I have 11,798 unblurred images, and I have a script to blur them and then use that to train my model.
However when I run the exact same training 5 times the results are wildly inconsistent (as you can see below). It also only gets to 98.67% accuracy max.
I’m pretty new to machine learning, so maybe I’m doing something really wrong. But coming from a software engineering background and just starting to learn machine learning, I have tons of questions. It’s a struggle to know why it’s so inconsistent between runs. It’s a struggle to know how good is good enough (ie. when should I deploy the model). It’s a struggle to know how to continue to improve the accuracy and make the model better.
Any advice or insight would be greatly appreciated.
View all the code: https://gist.github.com/fishcharlie/68e808c45537d79b4f4d33c26e2391dd
I feel like 98+ % is pretty good. I’m not an expert but I know over-fitting is something to watch out for.
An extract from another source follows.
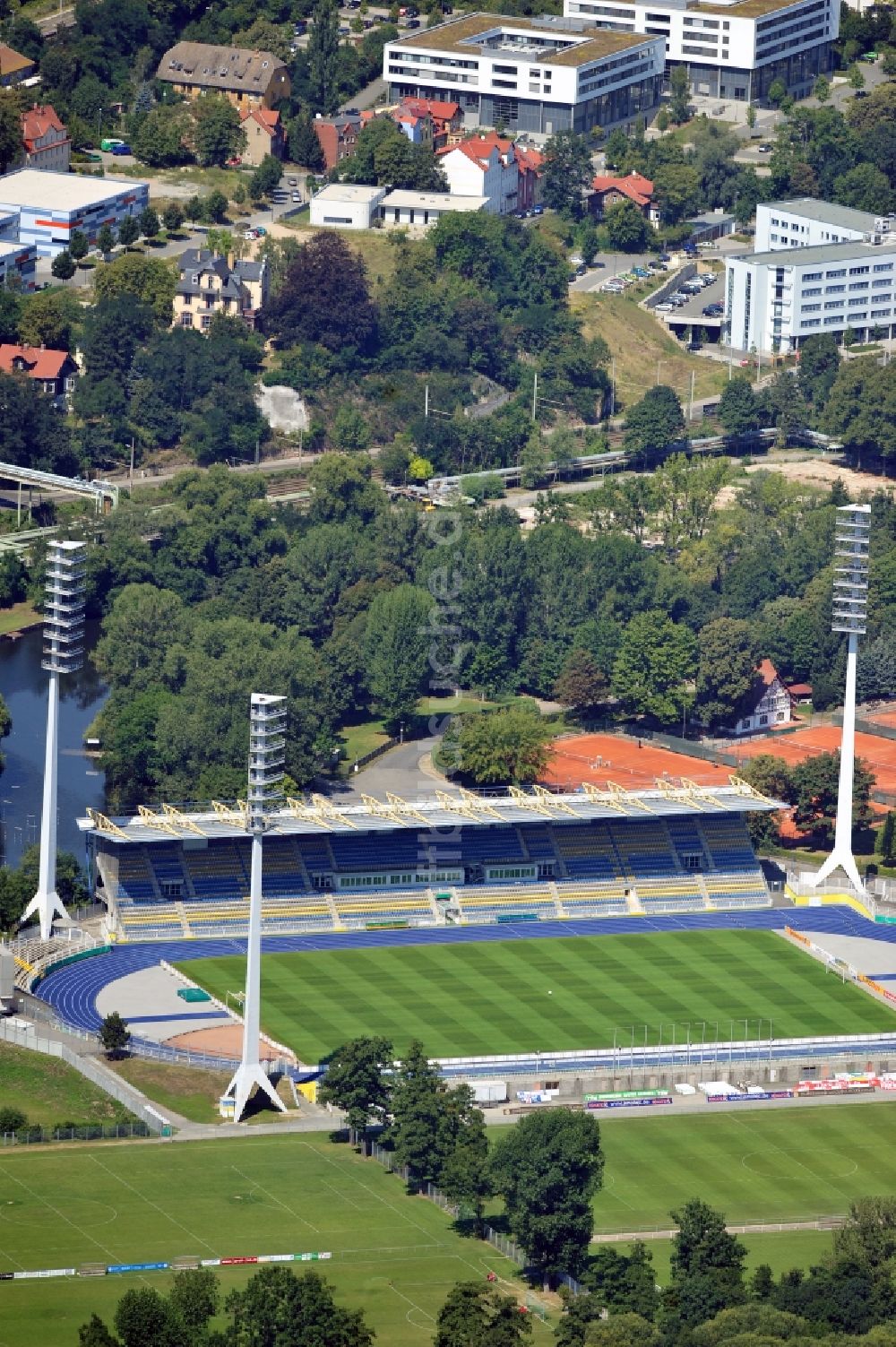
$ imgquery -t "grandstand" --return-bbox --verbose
[80,777,776,940]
As for inconsistency- man I’m not sure. You’d think it’d be 1 to 1 wouldn’t you with the same dataset. Perhaps the order of the input files isn’t the same between runs?
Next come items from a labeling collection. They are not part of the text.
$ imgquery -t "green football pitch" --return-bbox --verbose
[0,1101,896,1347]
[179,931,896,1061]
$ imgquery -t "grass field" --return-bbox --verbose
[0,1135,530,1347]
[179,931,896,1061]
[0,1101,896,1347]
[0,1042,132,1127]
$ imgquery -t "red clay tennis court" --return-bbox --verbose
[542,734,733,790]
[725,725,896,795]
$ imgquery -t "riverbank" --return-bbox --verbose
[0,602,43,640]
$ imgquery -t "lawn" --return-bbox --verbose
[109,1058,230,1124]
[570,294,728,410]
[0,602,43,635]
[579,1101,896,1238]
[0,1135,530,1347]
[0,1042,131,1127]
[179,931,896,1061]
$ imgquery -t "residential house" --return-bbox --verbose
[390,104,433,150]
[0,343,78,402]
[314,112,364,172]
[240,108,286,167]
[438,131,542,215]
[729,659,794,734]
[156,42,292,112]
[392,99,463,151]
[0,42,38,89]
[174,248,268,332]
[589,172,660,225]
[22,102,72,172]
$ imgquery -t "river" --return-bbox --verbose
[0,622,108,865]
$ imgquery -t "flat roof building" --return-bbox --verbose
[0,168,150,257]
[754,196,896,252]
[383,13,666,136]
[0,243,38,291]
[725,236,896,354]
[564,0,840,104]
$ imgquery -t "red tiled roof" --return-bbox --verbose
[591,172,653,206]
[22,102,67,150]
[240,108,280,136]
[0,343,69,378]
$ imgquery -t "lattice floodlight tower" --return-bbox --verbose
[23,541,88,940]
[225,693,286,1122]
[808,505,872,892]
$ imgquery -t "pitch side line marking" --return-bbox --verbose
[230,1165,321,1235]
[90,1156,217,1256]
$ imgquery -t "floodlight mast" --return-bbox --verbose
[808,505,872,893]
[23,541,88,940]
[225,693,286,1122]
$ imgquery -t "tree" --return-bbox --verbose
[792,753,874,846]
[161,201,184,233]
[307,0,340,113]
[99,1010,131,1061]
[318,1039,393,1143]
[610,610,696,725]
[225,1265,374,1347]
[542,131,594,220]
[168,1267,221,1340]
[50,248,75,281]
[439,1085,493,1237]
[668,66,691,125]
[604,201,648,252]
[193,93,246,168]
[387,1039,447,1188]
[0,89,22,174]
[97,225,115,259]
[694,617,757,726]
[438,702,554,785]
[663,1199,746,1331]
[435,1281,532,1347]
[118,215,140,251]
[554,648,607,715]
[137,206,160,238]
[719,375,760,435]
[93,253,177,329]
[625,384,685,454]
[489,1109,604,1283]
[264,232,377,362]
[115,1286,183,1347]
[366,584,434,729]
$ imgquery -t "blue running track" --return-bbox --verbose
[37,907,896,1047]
I know that when training you get diminishing returns on optimization and that there are MANY factors that affect performance and accuracy which can be really hard to guess.
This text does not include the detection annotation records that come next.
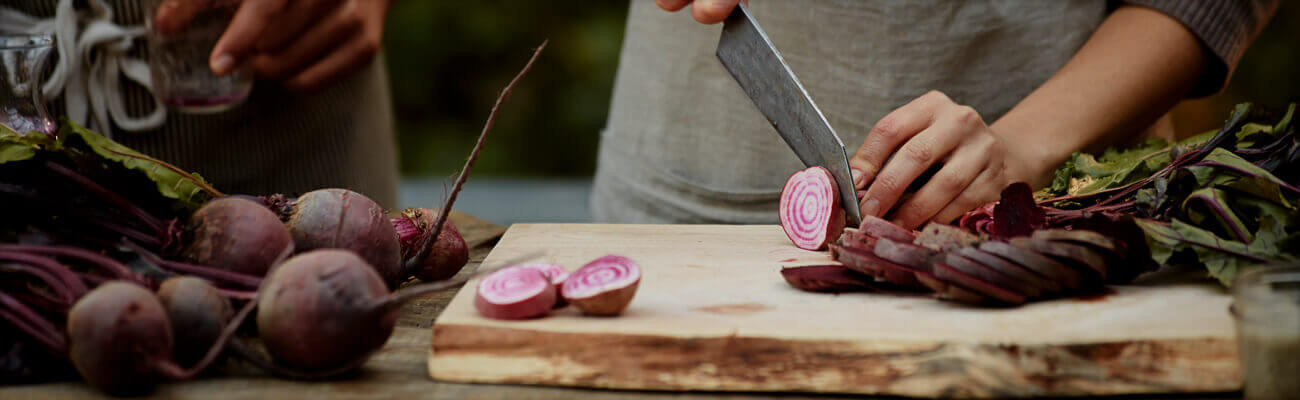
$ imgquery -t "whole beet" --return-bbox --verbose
[393,208,469,282]
[281,188,408,288]
[257,249,397,371]
[159,277,234,366]
[182,196,294,277]
[68,282,172,395]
I did some ML optimization tutorials a while back and you can iterate through algorithms and net sizes and graph the results to empirically find the optimal combinations for your data set. Then when you think you have it locked, you run your full training set with your dialed in parameters.
Keep us updated if you figure something out!
I think what you’re referring to with iterating through algorithms and such is called hyper parameter tuning. I think there is a tool called Keras Tuner you can use for this.
However. I’m incredibly skeptical that will work in this situation because of how variable the results are between runs. I run it with the same input, same code, everything, and get wildly different results. So I think in order for that to be effective it needs to be fairly consistent between runs.
I could be totally off base here tho. (I haven’t worked with this stuff a ton yet).